2. Margrave must not choose her to be his wife.
In the world of prejudice, the idea of a maid marrying a man of importance has always been bizarre. Add the politics of kings and queens to this equation, and you have got yourself a recipe for disaster and amusement at the same time. Reading the gradual development of affection between a Margrave and a maidservant has been a real treat. The lavish lifestyle of the royalties is written in a very detailed manner, which may feel any heart with greed and temptation. However, the author has also spent enough ink to describe the restrictions that come with the wealth. This combination makes the story more believable. The twists and surprises would leave the readers turning the pages to find the answers to an ocean of questions. The author does not disappoint in helping the readers to connect the dots. I skipped food to find how Margrave will react when the truth of the maid comes out; this is the beauty of Melanie’s elegant writing.
The story flows flawlessly from one event to the next. The joyous balls and lunches gradually shift to acts of conspiracies, treachery, and hard choices. There was no abrupt bump in the plot, and yet, the surprises kept coming the way of the readers. The second part of the story is slow for my taste. I would have like it to be cut short a bit, but I think, the author has done it to make the events more believable.

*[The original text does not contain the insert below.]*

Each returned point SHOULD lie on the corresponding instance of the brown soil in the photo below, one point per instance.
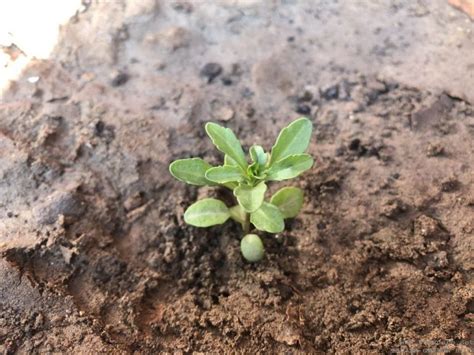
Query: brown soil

The characters are colorful and believable. Most of the noble ladies are pompous and arrogant, servants are humble and afraid of their masters, and the Earls are full of selfishness. My favorite character is Avelina. She has not been portrayed as a lady in distress, which is a relief. She does not wait for a man to save her; on the contrary, when the need arises, she takes charge.Being brought up as a servant, she has the obvious fear of her masters, but that does not prevent her from speaking her mind. Even the women of this generation can learn something from her. Each character is written with perfection.
This is not just another work of fiction around royalties; instead, it consists of many pearls of wisdom. Through the dialogues of a noble woman, the author embeds the point that each woman should consider herself worthy of respect. One’s profession cannot be the criteria of how many respect they are entitled to have. Of course, the basic point of eliminating the prejudice has been a highlight of the book. She established very gracefully the well-known fact that love sees no boundaries.
I would recommend this book to the readers who like reading about the royal stories in which love conquers it all. The twists and turns would leave the readers gasping for air, and there is hardly any moment of boredom in this book. The second part, as I said, goes a little slow.
I would rate the book 4 out of 5 stars.
P.S.I have received this book from BooklookBloggers.com in exchange for an honest review.